İnsan iyiyi seçme özgürlüğüne sahiptir ancak kurtuluşu için gerekli olan şey İsa Mesih'e olan inancıdır.      Aynı anda her yerde bulunan Tanrı, insanoğlunun gelecekteki yaşantısında tam olarak neyi seçeceğini bilmektedir. Özgürlük erkini nasıl kullanacağını bilir ve önceden onlara vereceği ödül ve cezaları belirlemektedir (yazgı öğretisi).

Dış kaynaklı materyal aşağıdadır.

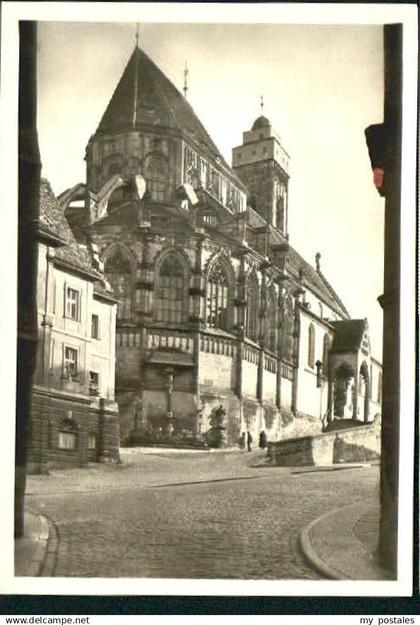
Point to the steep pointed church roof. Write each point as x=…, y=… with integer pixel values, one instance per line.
x=144, y=95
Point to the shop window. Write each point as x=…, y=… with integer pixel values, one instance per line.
x=67, y=435
x=70, y=364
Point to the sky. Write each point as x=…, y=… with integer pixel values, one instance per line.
x=322, y=86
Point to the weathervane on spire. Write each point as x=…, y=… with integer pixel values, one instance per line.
x=186, y=72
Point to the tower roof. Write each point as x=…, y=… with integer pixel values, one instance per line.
x=261, y=122
x=144, y=95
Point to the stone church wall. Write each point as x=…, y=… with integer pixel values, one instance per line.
x=217, y=370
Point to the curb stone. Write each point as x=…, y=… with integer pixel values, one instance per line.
x=344, y=556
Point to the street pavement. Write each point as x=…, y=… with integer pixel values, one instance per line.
x=191, y=515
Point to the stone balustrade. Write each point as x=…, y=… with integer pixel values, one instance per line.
x=358, y=444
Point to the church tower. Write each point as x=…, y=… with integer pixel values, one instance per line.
x=262, y=164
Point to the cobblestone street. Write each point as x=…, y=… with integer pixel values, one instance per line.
x=191, y=515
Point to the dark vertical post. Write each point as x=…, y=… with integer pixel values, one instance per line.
x=28, y=213
x=390, y=300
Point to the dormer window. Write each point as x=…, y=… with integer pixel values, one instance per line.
x=72, y=303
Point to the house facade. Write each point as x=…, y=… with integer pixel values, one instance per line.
x=74, y=417
x=216, y=307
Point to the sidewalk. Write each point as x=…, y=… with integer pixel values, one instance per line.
x=30, y=551
x=341, y=544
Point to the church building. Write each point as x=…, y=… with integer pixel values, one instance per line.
x=215, y=306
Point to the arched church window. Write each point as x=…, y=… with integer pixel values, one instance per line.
x=270, y=327
x=157, y=179
x=170, y=290
x=326, y=353
x=118, y=272
x=217, y=297
x=287, y=327
x=251, y=320
x=311, y=346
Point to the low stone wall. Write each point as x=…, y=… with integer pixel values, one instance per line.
x=358, y=444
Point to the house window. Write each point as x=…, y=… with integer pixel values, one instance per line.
x=70, y=361
x=311, y=346
x=93, y=382
x=72, y=303
x=95, y=327
x=170, y=290
x=326, y=354
x=251, y=321
x=67, y=440
x=217, y=298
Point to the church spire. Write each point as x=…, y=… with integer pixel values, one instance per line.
x=136, y=87
x=186, y=72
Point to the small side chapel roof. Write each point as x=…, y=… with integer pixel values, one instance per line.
x=52, y=220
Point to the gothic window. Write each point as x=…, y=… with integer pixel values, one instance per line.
x=118, y=272
x=251, y=320
x=170, y=290
x=287, y=332
x=217, y=298
x=157, y=179
x=326, y=354
x=379, y=395
x=270, y=327
x=311, y=346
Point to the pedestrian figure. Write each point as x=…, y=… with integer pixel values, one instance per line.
x=263, y=440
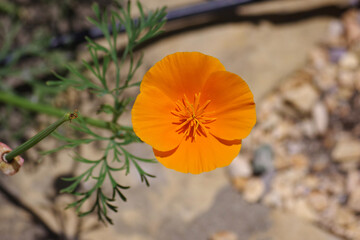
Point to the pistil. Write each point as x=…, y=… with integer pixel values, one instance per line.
x=193, y=118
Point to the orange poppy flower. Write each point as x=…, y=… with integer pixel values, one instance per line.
x=193, y=112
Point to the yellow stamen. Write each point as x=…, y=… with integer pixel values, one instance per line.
x=192, y=117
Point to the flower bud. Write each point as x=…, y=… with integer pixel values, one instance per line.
x=9, y=168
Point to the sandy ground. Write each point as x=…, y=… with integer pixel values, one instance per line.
x=179, y=206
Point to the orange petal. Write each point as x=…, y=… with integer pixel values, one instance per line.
x=203, y=155
x=152, y=120
x=181, y=73
x=232, y=104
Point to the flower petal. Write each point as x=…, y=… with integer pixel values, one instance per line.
x=152, y=120
x=232, y=105
x=203, y=155
x=181, y=73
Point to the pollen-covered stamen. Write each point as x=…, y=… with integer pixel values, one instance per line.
x=192, y=117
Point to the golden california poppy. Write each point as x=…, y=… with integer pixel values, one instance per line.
x=193, y=112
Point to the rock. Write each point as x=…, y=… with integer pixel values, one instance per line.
x=357, y=80
x=272, y=199
x=346, y=150
x=320, y=162
x=321, y=117
x=346, y=79
x=335, y=31
x=254, y=189
x=349, y=61
x=344, y=216
x=319, y=58
x=326, y=78
x=354, y=199
x=352, y=180
x=351, y=25
x=302, y=209
x=239, y=183
x=308, y=128
x=302, y=97
x=240, y=167
x=318, y=201
x=300, y=161
x=224, y=235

İ.S.III.yüzyılda Manişeizm'in kurucusu olan ve "gökten indiğine" inanılan Mani, kendisinin göğün oğlu olduğunu ileri sürmüştür.  Manişeizm, aslında bir Zerdüştçülük reformudur. İsa ve Buda  düşüncelerinin  Zerdüşt düşüncesiyle kaynaştırılmasından meydana gelmiştir.  Mani'ye göre evrenin ve evrendeki bütün varlıkların yapısı, "iyilik kötülük"(ışık-karanlık) karşıtlığıyla kurulmuştur. Bu karşıtlıktaki birliği sezmekle Mani,  diyalektik bilimselliğe pek yaklaşmıştı. Hele evrenin ve evrendeki bütün varlıkların, bu karşıtlığın sürekli kavga alanı olduklarını ileri sürerken doğa yasalarının bilgisini, Herakleitos'vari bir seziyle kavramış gibiydi. Ne var ki deneye dayanmayan ve nesnel  gerçeklikle bağını koparan bütün seziler gibi o da bu sağlam temelin üstünde bir hayal yapısı kurmaya başladı.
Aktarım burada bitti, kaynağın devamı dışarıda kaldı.